Ask HN: What is your favourite app to record and edit videos? - p__
I am looking for video recorder and editor for Android. What is your favourite choice?<p>Is there any FOSS video editing app for Android?
======
photawe
I don't know for android. I'll tell you for Windows 10:

\- ShareX for screen recording
([https://getsharex.com/](https://getsharex.com/)) and

\- Phot-Awe for video editing ([https://phot-awe.com](https://phot-awe.com))
<\- yes, that's a shameless plug, it's my app ;)

------
tonyarkles
I know you’re asking for Android, and I unfortunately don’t have an answer for
that, but for a FOSS video editor, I got a lot of mileage out of kdenlive last
summer on my Linux laptop. I’m not sure that video editing on a tablet would
be a particularly good experience tbh... there’s a ton of buttons everywhere.

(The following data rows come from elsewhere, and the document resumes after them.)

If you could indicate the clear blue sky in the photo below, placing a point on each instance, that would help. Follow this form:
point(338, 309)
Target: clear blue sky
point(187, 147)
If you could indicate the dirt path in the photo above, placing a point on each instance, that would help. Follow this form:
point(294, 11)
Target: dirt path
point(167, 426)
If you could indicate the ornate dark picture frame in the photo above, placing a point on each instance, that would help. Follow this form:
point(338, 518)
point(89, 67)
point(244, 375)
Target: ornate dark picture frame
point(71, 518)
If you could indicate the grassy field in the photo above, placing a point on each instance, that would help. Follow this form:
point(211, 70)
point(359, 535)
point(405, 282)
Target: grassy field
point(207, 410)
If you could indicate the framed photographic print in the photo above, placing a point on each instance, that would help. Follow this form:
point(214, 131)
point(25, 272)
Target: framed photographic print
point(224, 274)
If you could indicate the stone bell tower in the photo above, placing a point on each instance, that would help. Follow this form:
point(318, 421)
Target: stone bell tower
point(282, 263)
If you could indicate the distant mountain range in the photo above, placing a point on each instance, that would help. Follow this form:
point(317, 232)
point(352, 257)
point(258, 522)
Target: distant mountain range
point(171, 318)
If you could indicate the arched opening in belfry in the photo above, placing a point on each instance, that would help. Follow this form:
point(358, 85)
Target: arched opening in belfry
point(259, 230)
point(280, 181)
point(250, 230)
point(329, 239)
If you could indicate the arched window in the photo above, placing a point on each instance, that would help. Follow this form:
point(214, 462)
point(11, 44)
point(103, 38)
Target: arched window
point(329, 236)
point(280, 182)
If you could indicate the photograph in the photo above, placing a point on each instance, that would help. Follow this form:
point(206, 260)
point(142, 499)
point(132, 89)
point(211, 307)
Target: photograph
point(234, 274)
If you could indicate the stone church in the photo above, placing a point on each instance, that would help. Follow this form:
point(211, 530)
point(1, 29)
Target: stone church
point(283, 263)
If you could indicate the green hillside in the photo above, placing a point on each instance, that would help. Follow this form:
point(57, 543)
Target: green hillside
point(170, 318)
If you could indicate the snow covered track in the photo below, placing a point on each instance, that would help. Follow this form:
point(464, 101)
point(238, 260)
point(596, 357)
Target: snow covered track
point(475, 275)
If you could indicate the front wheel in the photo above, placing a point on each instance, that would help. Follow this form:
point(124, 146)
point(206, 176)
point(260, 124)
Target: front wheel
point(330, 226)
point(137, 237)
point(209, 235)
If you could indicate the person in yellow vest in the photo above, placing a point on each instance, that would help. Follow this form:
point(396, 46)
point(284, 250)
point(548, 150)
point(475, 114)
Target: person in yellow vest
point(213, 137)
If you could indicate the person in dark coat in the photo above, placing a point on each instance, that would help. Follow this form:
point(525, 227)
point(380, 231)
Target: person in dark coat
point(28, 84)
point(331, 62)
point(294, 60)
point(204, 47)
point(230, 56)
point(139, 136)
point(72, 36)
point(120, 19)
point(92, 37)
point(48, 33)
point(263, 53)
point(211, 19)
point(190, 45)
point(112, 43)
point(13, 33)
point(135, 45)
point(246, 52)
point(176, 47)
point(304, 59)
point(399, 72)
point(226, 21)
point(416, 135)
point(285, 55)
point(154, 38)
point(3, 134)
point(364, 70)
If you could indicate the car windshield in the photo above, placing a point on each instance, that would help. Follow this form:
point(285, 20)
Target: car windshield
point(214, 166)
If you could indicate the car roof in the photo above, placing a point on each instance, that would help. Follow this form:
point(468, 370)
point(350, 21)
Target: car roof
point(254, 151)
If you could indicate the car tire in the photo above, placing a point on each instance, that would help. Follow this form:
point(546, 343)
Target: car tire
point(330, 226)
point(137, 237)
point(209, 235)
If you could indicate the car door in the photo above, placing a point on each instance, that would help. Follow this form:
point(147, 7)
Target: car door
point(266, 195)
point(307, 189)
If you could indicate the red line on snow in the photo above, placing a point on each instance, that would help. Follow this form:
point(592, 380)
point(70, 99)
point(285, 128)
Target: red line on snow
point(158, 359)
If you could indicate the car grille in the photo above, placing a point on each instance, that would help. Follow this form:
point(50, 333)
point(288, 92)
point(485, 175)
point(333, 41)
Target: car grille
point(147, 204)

If you’re less concerned about FOSS, the free version of DaVinci Resolve is
awesome. There’s a bit of a learning curve, but I’ve been using it to process
drone footage (lots of boring stuff between shots with small clips of action)
and I’ve been really impressed.

------
jfoster
Do you mean record the screen or record from the cameras?

------
karmakaze
iMovie. I hate it but it's already on the computer.